Benchmarking Inertial Sensor-Aided Localization and Tracking Methods

This paper investigates means to benchmark methods for camera pose localization and tracking that in addition to a camera image make use of inertial sensor measurements. In particular the direction of the gravity has recently shown to provide useful information to aid vision-based approaches making them outperform visiononly methods. Obviously, it is desirable to benchmark the performance of such methods and to compare them with state-of-the-art approaches, but to the best of our knowledge, all publicly available benchmarking datasets unfortunately lack gravity information.

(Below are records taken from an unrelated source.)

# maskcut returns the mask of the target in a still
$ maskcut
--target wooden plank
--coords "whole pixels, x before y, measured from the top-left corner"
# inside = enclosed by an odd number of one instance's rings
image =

We present different simple means to generate one’s own benchmarks for inertial sensor-aided localization and tracking methods and most considerably show how existing datasets, that do not have inertial sensor data, can be exploited. We demonstrate how to evaluate Gravity-Aligned Feature Descriptors (GAFD) and GravityRectified Feature Descriptors (GREFD) on an existing benchmark dataset with ground truth poses. By synthesizing gravity measurements from these poses we achieve similar results to using real sensor measurements at significantly less effort. Most importantly, the proposed procedure enables the comparison with existing evaluation results on the same data. The paper concludes with a requirements analysis and suggestions for the design of future benchmarking datasets for localization and tracking methods.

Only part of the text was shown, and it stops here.